You know how strong pet odors can be if your pet has had “accidents” or is a bit more aggressive. They can be more than an annoying stench or a health risk.
All pet odors pose an risk
Animals were created to live, urinate and defecate outside. Pet accidents in enclosed homes cannot be cleaned by water, air, or sunlight. They can contaminate the air and cause damage to your body.
There’s no “worst offenders”
Indoor air can be contaminated by rodent and bird cages, cat boxes and dog accidents. Chemical gases can be released when bacteria and moist areas in your home are contaminated by pet accidents.
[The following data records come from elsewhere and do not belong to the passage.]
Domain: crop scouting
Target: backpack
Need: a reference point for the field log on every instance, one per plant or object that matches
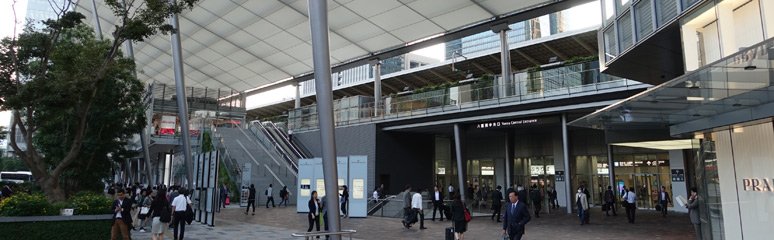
(166, 215)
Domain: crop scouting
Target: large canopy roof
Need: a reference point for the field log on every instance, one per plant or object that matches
(246, 44)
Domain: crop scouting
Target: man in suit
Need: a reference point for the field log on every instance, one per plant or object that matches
(122, 216)
(438, 202)
(515, 218)
(497, 198)
(663, 200)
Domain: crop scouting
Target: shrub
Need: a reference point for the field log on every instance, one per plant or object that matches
(89, 203)
(23, 204)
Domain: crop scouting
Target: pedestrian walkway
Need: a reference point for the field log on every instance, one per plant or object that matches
(279, 223)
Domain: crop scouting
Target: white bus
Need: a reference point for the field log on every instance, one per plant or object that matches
(16, 177)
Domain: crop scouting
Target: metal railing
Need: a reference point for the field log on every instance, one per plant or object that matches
(261, 134)
(534, 86)
(310, 235)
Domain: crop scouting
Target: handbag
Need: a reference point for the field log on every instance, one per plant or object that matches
(144, 210)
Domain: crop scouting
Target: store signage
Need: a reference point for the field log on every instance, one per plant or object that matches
(678, 175)
(516, 122)
(758, 184)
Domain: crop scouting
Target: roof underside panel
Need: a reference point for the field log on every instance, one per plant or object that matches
(244, 44)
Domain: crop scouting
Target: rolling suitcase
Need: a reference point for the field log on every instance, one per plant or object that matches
(449, 233)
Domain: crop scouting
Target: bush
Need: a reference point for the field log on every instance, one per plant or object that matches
(23, 204)
(89, 203)
(77, 230)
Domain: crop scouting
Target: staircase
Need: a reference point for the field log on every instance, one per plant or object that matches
(241, 146)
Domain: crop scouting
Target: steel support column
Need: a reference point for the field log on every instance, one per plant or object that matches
(182, 104)
(566, 157)
(505, 60)
(318, 19)
(460, 166)
(377, 86)
(508, 158)
(298, 95)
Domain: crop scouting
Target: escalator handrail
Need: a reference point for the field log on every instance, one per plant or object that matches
(280, 151)
(290, 143)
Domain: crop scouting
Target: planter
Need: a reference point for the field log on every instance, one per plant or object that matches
(58, 227)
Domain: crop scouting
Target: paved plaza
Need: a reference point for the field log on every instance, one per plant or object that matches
(279, 223)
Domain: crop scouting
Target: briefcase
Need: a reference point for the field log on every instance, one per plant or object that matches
(450, 233)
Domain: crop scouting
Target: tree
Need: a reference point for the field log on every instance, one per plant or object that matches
(75, 98)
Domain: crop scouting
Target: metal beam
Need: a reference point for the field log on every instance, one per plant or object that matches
(318, 19)
(555, 52)
(447, 79)
(182, 104)
(526, 57)
(482, 68)
(590, 49)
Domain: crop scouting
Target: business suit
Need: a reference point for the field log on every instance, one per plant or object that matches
(515, 218)
(438, 204)
(121, 225)
(497, 198)
(663, 199)
(693, 212)
(314, 214)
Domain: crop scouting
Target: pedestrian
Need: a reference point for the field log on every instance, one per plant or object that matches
(144, 209)
(693, 212)
(609, 201)
(284, 195)
(582, 202)
(458, 217)
(516, 217)
(344, 200)
(416, 206)
(251, 199)
(438, 202)
(407, 213)
(314, 212)
(663, 200)
(534, 196)
(269, 196)
(631, 204)
(223, 196)
(179, 204)
(497, 198)
(160, 214)
(122, 216)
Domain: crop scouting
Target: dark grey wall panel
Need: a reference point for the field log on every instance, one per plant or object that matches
(350, 140)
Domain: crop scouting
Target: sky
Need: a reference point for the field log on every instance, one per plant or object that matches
(6, 30)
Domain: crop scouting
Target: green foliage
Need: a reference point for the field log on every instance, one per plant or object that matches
(84, 203)
(23, 204)
(12, 164)
(89, 203)
(75, 230)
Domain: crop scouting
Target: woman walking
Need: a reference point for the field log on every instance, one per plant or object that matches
(458, 216)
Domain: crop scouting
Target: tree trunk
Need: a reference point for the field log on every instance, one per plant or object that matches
(54, 192)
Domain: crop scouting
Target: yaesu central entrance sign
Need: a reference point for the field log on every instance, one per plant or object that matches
(758, 184)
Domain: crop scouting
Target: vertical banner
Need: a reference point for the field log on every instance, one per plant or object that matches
(358, 186)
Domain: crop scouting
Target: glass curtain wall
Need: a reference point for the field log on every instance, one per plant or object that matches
(646, 171)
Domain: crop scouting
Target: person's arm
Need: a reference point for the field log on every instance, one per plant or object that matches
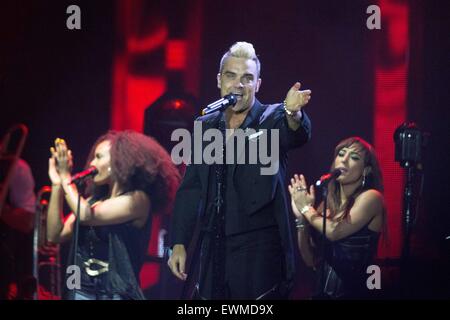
(368, 205)
(293, 105)
(291, 120)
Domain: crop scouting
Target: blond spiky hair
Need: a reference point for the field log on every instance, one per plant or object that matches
(241, 49)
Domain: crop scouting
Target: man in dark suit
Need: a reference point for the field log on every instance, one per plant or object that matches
(247, 246)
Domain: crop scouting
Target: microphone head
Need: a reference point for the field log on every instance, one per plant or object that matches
(93, 170)
(231, 99)
(336, 173)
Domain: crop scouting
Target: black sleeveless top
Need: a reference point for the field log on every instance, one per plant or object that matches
(346, 264)
(123, 247)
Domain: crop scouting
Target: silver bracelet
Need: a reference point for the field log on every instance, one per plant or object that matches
(289, 112)
(305, 209)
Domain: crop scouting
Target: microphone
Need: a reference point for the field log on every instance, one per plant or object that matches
(326, 178)
(228, 100)
(83, 175)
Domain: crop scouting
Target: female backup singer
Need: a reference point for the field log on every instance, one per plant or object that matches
(135, 177)
(355, 219)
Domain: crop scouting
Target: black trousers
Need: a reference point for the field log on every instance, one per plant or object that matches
(254, 267)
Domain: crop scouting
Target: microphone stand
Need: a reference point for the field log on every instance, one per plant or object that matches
(408, 216)
(324, 238)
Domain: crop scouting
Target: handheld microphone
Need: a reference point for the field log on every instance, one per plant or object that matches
(326, 178)
(83, 175)
(228, 100)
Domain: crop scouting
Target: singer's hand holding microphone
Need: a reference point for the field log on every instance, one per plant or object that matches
(60, 163)
(301, 196)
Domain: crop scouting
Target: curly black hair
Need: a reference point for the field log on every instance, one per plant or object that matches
(139, 162)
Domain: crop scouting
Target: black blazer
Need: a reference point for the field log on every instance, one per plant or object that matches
(255, 190)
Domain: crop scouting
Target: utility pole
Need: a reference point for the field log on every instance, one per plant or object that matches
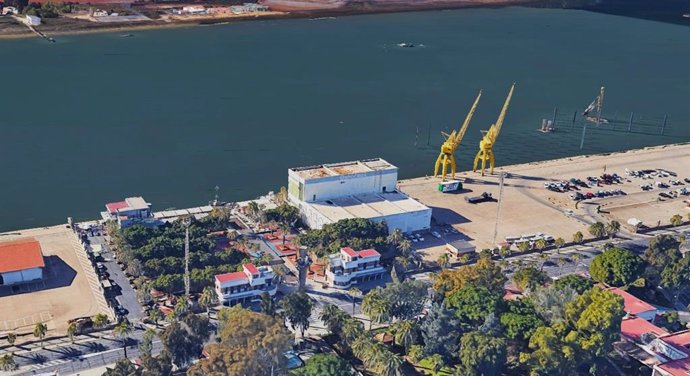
(187, 222)
(498, 208)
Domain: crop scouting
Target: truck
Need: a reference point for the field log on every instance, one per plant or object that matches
(486, 196)
(449, 186)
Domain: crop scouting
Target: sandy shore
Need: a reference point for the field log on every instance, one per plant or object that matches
(281, 9)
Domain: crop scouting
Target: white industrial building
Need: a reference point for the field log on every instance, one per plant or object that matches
(21, 261)
(361, 189)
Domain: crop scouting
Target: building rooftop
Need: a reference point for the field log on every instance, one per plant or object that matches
(236, 276)
(634, 327)
(632, 305)
(369, 205)
(20, 255)
(343, 168)
(130, 203)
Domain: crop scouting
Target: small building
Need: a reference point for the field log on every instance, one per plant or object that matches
(194, 9)
(366, 189)
(460, 247)
(247, 285)
(9, 10)
(635, 306)
(131, 211)
(32, 20)
(349, 267)
(21, 261)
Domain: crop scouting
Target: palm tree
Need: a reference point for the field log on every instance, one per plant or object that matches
(388, 364)
(155, 315)
(577, 237)
(612, 228)
(405, 333)
(352, 329)
(540, 244)
(676, 220)
(208, 298)
(122, 330)
(597, 229)
(443, 260)
(72, 329)
(504, 251)
(375, 306)
(40, 330)
(561, 263)
(354, 292)
(405, 246)
(395, 237)
(333, 317)
(11, 338)
(284, 229)
(464, 258)
(523, 246)
(7, 363)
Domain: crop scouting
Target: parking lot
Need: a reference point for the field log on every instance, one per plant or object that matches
(530, 207)
(65, 293)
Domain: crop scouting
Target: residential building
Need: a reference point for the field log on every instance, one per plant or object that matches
(361, 189)
(131, 211)
(246, 285)
(635, 306)
(350, 267)
(32, 20)
(21, 261)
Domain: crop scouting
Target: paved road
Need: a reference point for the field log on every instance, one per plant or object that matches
(122, 290)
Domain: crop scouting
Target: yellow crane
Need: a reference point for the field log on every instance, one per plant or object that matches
(487, 143)
(446, 157)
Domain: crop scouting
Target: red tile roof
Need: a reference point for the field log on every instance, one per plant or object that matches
(634, 327)
(680, 339)
(114, 206)
(349, 251)
(20, 254)
(676, 367)
(632, 305)
(236, 276)
(368, 253)
(251, 268)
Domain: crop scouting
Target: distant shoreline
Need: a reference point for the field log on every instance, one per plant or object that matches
(93, 27)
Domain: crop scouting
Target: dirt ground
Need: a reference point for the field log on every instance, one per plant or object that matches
(66, 292)
(529, 208)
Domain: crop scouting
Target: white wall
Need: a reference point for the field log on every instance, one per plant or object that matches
(22, 276)
(345, 185)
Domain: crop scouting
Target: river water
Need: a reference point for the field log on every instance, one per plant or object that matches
(169, 114)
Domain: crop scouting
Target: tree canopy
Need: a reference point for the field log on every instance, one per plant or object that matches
(616, 267)
(250, 344)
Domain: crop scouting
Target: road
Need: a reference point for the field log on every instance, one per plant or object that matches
(121, 291)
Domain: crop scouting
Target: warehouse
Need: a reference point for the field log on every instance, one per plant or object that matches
(21, 261)
(361, 189)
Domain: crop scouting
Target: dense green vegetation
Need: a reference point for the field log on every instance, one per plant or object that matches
(357, 233)
(157, 254)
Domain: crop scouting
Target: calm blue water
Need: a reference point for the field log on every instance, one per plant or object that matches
(169, 114)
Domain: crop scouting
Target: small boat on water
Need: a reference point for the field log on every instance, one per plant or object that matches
(597, 104)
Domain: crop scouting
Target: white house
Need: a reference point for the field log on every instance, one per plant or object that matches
(21, 261)
(32, 20)
(350, 267)
(361, 189)
(247, 285)
(133, 210)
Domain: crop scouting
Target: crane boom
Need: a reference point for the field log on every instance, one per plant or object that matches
(470, 114)
(502, 116)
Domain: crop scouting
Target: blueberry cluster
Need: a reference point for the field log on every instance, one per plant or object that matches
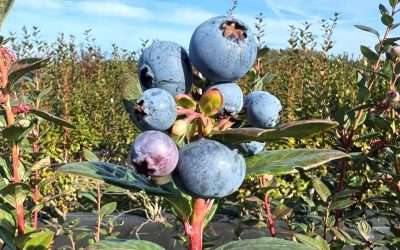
(223, 49)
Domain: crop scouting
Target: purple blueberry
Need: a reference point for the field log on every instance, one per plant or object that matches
(153, 153)
(251, 148)
(233, 97)
(263, 109)
(223, 49)
(154, 110)
(165, 65)
(209, 169)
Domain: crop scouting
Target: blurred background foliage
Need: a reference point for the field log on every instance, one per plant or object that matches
(84, 86)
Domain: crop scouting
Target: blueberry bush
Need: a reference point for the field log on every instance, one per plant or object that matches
(210, 135)
(205, 170)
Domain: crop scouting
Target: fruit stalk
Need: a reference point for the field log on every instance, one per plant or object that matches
(270, 220)
(195, 230)
(19, 207)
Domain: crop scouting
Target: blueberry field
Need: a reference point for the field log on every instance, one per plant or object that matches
(223, 143)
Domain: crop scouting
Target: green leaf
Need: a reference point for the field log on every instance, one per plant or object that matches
(343, 203)
(387, 20)
(182, 206)
(52, 118)
(5, 169)
(15, 193)
(345, 237)
(24, 66)
(299, 129)
(383, 9)
(211, 102)
(5, 6)
(390, 40)
(185, 101)
(7, 221)
(116, 175)
(364, 229)
(90, 196)
(280, 162)
(322, 190)
(125, 245)
(8, 237)
(263, 244)
(130, 87)
(263, 81)
(41, 240)
(16, 133)
(89, 155)
(211, 213)
(107, 209)
(368, 29)
(42, 163)
(369, 54)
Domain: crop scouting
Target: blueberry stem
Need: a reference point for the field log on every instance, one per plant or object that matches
(270, 219)
(195, 230)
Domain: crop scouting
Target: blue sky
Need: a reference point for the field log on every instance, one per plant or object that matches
(125, 22)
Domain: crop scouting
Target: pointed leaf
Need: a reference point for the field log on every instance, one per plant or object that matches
(368, 29)
(369, 54)
(5, 6)
(299, 129)
(89, 155)
(322, 190)
(280, 162)
(108, 209)
(52, 118)
(36, 240)
(16, 133)
(8, 237)
(15, 193)
(116, 175)
(387, 20)
(7, 221)
(125, 245)
(264, 243)
(185, 101)
(24, 66)
(211, 102)
(343, 203)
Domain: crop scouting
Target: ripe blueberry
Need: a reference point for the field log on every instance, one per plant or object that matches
(153, 153)
(263, 109)
(154, 110)
(233, 97)
(223, 49)
(209, 169)
(165, 65)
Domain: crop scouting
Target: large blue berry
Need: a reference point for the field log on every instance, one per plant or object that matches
(263, 109)
(223, 49)
(251, 148)
(154, 110)
(209, 169)
(165, 65)
(154, 153)
(233, 97)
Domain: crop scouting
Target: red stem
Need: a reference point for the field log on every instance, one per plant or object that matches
(270, 219)
(195, 230)
(36, 201)
(19, 207)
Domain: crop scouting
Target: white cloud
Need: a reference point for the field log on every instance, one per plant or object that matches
(188, 16)
(112, 8)
(39, 4)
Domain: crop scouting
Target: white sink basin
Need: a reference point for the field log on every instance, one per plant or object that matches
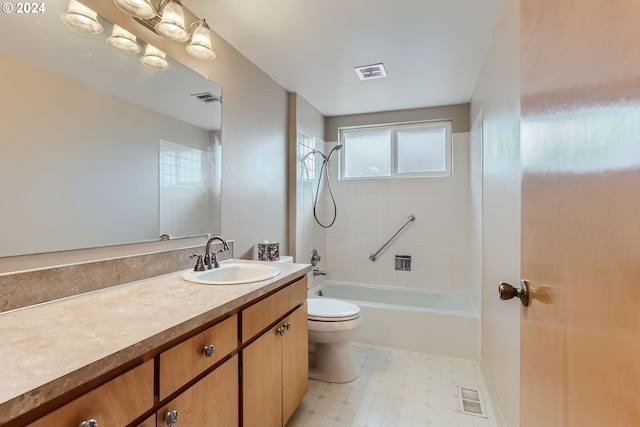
(232, 274)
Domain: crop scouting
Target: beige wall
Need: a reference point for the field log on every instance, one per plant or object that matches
(498, 93)
(459, 113)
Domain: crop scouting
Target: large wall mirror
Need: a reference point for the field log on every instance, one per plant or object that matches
(88, 134)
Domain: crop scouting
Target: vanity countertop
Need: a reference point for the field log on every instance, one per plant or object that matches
(49, 349)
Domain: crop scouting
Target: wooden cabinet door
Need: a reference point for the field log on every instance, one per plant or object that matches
(211, 402)
(262, 381)
(295, 362)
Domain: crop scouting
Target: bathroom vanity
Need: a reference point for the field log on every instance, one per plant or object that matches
(159, 352)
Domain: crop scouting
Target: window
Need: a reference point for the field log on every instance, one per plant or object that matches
(404, 150)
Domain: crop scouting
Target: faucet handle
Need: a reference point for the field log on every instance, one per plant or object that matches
(214, 259)
(199, 263)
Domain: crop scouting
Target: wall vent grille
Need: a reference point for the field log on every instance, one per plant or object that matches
(470, 402)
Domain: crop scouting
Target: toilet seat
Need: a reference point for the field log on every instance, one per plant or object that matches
(331, 310)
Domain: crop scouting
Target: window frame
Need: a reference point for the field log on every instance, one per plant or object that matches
(447, 124)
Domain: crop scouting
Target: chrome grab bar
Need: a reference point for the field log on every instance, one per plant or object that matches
(374, 256)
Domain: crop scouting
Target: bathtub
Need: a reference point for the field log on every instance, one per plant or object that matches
(443, 323)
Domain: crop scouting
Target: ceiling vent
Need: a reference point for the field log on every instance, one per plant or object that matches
(367, 72)
(207, 97)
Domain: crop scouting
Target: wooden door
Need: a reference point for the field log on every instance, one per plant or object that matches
(295, 362)
(262, 381)
(580, 135)
(211, 402)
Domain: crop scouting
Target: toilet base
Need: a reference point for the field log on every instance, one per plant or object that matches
(333, 363)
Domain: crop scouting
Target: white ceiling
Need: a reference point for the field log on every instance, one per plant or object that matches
(433, 50)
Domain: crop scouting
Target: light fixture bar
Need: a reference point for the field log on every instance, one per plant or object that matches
(81, 18)
(138, 8)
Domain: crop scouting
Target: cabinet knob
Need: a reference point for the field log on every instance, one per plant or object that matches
(208, 350)
(171, 418)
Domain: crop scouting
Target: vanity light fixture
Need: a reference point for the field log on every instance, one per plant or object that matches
(154, 58)
(81, 18)
(139, 8)
(200, 46)
(123, 41)
(172, 23)
(167, 19)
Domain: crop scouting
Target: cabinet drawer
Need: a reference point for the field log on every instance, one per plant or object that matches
(185, 361)
(211, 402)
(115, 403)
(262, 314)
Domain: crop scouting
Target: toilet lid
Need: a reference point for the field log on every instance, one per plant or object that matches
(331, 309)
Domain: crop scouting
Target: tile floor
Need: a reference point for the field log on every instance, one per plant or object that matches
(395, 388)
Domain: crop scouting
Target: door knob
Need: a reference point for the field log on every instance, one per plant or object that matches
(521, 291)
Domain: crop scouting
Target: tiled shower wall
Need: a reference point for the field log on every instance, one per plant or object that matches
(371, 211)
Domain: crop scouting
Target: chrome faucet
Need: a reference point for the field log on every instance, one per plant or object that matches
(211, 259)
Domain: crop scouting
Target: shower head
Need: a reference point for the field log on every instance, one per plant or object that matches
(336, 148)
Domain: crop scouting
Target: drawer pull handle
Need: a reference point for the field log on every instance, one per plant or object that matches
(171, 418)
(208, 350)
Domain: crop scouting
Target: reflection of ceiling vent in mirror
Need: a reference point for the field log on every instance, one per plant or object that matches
(207, 97)
(367, 72)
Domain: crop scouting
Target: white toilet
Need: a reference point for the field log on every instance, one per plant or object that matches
(332, 326)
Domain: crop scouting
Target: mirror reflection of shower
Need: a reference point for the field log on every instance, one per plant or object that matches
(324, 169)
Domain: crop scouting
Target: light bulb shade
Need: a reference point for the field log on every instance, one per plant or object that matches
(154, 58)
(172, 23)
(201, 45)
(81, 18)
(123, 41)
(138, 8)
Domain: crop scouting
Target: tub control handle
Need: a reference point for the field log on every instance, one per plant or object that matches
(521, 291)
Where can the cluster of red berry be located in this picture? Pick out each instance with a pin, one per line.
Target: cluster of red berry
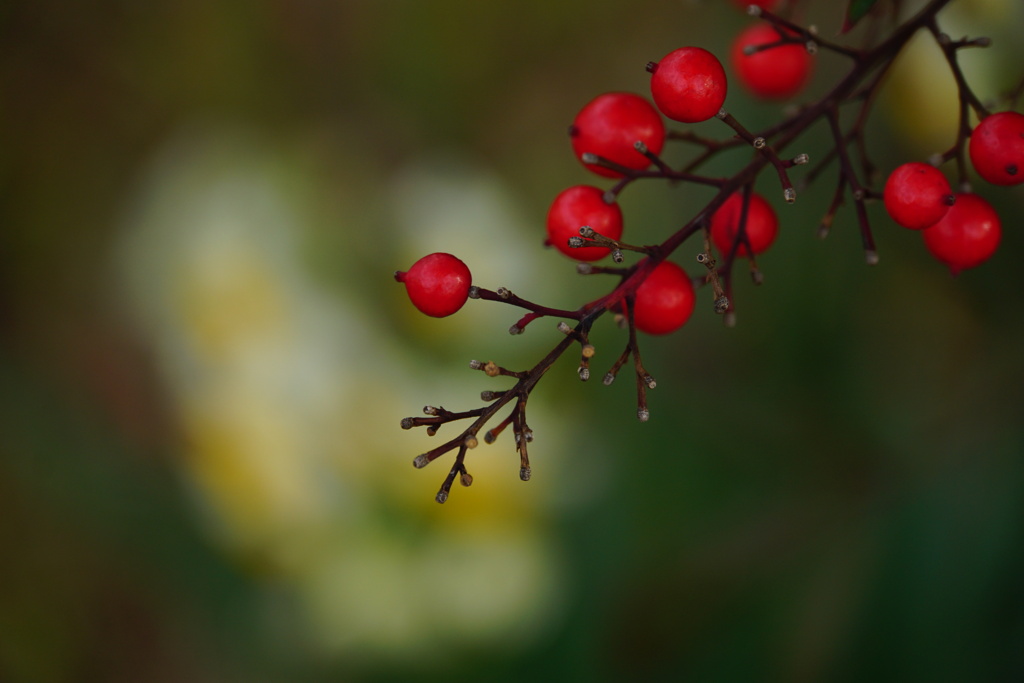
(620, 135)
(622, 132)
(961, 229)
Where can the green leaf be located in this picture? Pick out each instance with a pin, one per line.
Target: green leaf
(856, 11)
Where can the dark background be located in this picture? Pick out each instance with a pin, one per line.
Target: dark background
(204, 361)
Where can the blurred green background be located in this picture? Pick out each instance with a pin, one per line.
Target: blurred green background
(204, 361)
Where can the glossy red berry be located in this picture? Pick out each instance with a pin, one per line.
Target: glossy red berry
(996, 148)
(775, 73)
(664, 301)
(437, 284)
(916, 196)
(770, 5)
(609, 126)
(762, 224)
(967, 236)
(578, 206)
(688, 84)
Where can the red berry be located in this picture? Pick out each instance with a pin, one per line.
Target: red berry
(665, 300)
(578, 206)
(762, 224)
(775, 73)
(996, 148)
(437, 284)
(610, 124)
(688, 84)
(764, 4)
(916, 196)
(967, 236)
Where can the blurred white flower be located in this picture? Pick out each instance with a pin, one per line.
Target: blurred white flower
(289, 398)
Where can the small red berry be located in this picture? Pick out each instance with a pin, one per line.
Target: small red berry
(437, 284)
(996, 148)
(762, 224)
(609, 126)
(688, 84)
(775, 73)
(763, 4)
(916, 196)
(578, 206)
(967, 236)
(665, 300)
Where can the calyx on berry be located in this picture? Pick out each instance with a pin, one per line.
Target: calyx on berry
(665, 300)
(774, 73)
(761, 227)
(688, 84)
(967, 236)
(579, 206)
(610, 125)
(996, 148)
(916, 196)
(437, 284)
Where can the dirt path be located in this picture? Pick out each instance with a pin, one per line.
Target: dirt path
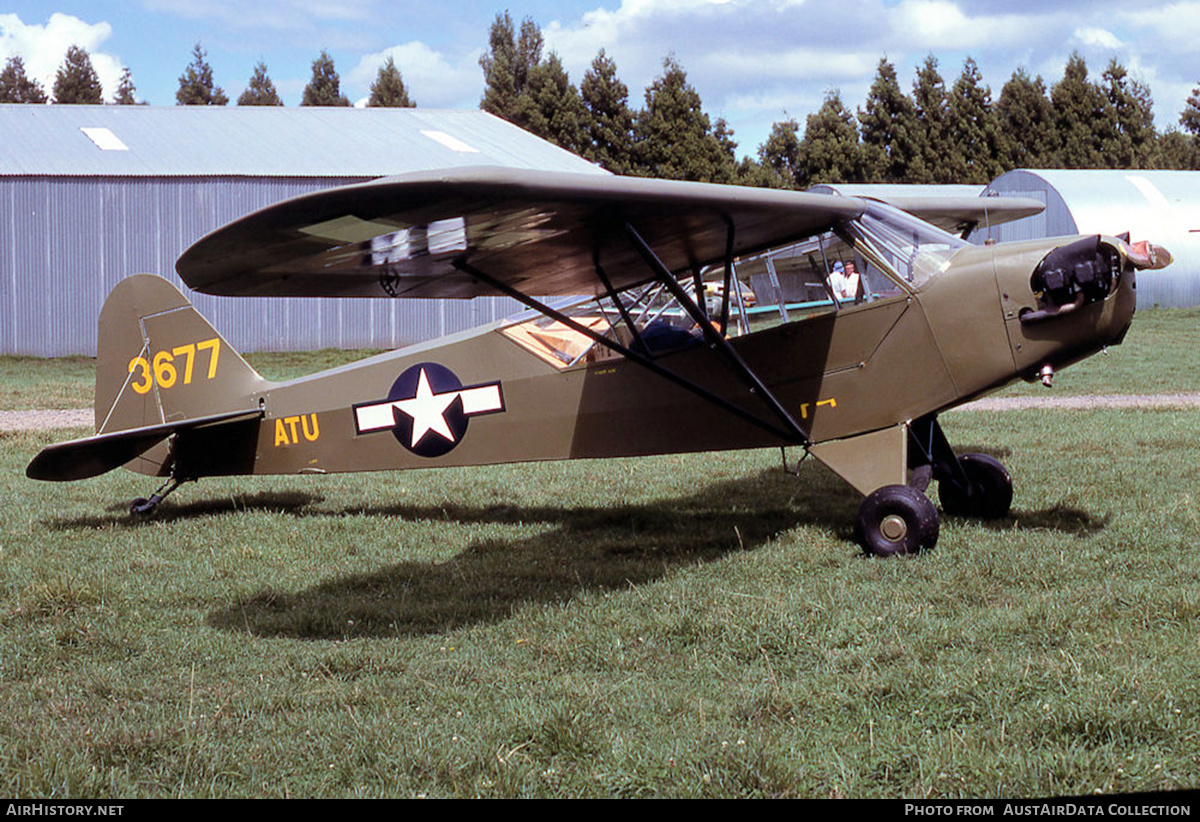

Although odors and chemicals can vary depending on pet’s diet and metabolism, all pet odors are harmful to your health if inhaled in sufficient quantities or for a long time.
What are the symptoms of pet accidents?
Pet urine and pet accidents can cause a stingy odour that can irritate the lungs. Even low levels (50ppm, OSHA’s exposure limit) can cause skin and eye irritation. Concentrated or large amounts of inhaled air can cause…
*Burning the nose, throat, or respiratory tract.
*Wet cough and breathlessness
*Irritation of the skin or eyes.
*Sensations of fatigue and lightheadedness.
*Asthma (or worsening) of asthma symptoms
*Long-term exposure can cause skin burns and permanent damage to the eyes (including blindness).
*Children with weak immune systems and children are especially at risk
What can I do to clean it up?
Pet urine can get into furniture, carpeting, and baseboards. This could happen to any item in your home including the structure. It can cause health problems if it isn’t addressed quickly. DIY remedies can only temporarily mask the odors of pet accidents. For the safe and effective removal of pet accidents, professional cleaning is recommended.